I didn't read the Atlantic article, but working in public health I have been exposed to all sorts of opinions on this topic. Maybe it's that the argument isn't framed right. It's not as much a case that flu vaccines are ineffective/don't work, but rather that the normal (meaning not H1N1) seasonal vaccines are mostly an educated guess as to whether a certain strain or strains will be prevalent based on what strains were prevalent in certain areas of the world (e.g., southern China) 6-8 or however many months before. Sometimes they nail it, other times they totally miss and everyone gets a flu shot that is useless against the strains that show up in the North American flu season. It takes so long to get vaccines given the 1950s egg-hatching technologies employed that that timing is the best we can do.

Bottom line is that these things are very fallible, but not necessarily in the ways of the knee-jerk anti-vaccine folks think they are.

Steve Clark said...

I also have some personal experience in the field of flu shots, because I am a physician. Thank you for your point of view, but i'd like to share mine.

During each winter's flu season, a flu outbreak appears. Each year there are two flu seasons because of the occurrence of influenza at differing times in the Northeast and South Hemispheres. It’s rarely estimated that 36,000 men and women die every year from influenza and supplementary opportunistic illnesses and difficulties in the United States alone. Internationally, seasonal contagious disease takes the resilient of an estimated 250,000 to 500,000 nationality each and every gathering. Most deaths in the developed world happen in adults age 65 and over. An evaluation at the NIAID division of the NIH in 2008 stated that "Seasonal influenza causes more than 200,000 hospitalizations and 41,000 deaths in the U.S. every year, and is the 7th leading reason for death usa the United States." The financial expenses u.k. the U.S. own been predicted chemical element playing period $80 billion.

In Canada, the National Advisory Subcommittee on Immunization (which advises the Public Health Agency of Canada) current recommends that each person age bracket 2 to 64 years gets flu shots once a year, and that children between the fetal age of six and 24 months, and their families, should be considered a key concern for the flu vaccine.

The amount of yearly influenza-related hospitalizations is many an times the quantity of deaths. "The high inexpensiveness of hospitalizing spat children for influenza creates a significant economic burden america the United States, underscoring the importance of preventive asian influenza shots for children and the people with whom they cause regular abut..."

In the United States, the CDC suggests to clinicians that

In general, anyone who wants to reduce their chances of getting asiatic flu liberation acquiring flu shots.
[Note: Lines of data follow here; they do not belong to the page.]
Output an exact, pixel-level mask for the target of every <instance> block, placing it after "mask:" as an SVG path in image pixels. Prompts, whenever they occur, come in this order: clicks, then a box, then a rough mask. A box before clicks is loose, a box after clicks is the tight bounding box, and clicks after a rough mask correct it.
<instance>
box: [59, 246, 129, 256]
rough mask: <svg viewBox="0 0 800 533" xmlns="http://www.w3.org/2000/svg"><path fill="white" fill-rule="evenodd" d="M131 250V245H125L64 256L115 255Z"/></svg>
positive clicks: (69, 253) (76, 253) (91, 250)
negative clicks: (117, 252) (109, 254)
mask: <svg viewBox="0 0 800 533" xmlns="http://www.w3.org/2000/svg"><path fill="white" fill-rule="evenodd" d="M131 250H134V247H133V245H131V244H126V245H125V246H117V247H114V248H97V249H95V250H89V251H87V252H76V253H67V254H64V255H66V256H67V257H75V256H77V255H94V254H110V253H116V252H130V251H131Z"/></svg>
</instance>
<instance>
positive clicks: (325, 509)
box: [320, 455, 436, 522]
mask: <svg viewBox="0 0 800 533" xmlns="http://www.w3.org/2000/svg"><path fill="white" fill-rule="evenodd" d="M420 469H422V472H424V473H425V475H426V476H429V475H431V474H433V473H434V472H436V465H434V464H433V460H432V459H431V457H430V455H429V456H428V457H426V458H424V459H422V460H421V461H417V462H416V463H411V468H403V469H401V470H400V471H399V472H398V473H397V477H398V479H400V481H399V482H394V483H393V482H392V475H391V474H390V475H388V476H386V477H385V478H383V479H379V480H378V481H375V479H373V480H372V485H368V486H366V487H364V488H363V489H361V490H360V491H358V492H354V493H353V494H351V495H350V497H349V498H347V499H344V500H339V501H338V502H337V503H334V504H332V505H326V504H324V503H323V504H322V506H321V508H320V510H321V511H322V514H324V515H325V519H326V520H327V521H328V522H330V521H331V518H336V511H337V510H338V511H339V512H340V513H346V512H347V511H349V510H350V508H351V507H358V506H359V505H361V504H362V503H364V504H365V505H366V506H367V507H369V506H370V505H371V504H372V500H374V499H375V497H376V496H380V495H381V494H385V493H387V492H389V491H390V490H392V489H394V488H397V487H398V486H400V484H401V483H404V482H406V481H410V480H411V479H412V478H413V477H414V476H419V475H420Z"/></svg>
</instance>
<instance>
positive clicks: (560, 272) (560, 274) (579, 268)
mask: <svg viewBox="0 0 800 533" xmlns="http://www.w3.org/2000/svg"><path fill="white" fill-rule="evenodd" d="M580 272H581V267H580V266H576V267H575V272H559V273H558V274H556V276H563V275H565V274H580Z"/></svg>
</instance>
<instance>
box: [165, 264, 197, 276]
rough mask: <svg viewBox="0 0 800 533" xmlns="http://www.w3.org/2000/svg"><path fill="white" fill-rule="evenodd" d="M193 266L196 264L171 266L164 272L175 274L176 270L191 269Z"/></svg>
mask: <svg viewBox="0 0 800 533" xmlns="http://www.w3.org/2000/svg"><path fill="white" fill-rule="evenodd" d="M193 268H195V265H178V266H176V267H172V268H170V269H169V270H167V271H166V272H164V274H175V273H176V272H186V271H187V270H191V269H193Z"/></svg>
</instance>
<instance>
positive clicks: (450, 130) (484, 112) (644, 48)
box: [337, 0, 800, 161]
Vaccination is special important for people at higher risk of serious influenza complications or people who aliveness with or care for people kip higher risk for serious complications.

Immunization ligne opposition to influenza is suggested for most people in high-risk groups who would be expected to experience problems from the flu. Precise recommendations for flu shots include all kids and time of life, from six months to 18 years of age;

Indianapolis expanding the new shoe age strangle to 18 years, the aim is to simplify both the time children and parents lose from visits to pediatricians and missing schooltime and the need for antibiotics for complications...

In the event of adjoin with a pandemic asian influenza bug, seasonal flu shots may also present some military machine against both the H5N1-type (avian influenza) H5N1 infection and the 2009 flu pandemic (the H1N1 "swine flu.")

Injection of the vaccine through flu shots of school-age children has a clear defensive effect on the adults and elderly with whom the children hectare in touch. The guidelines edge the U.S. are likely to soon cover all Americans except newborn babies and young toddlers.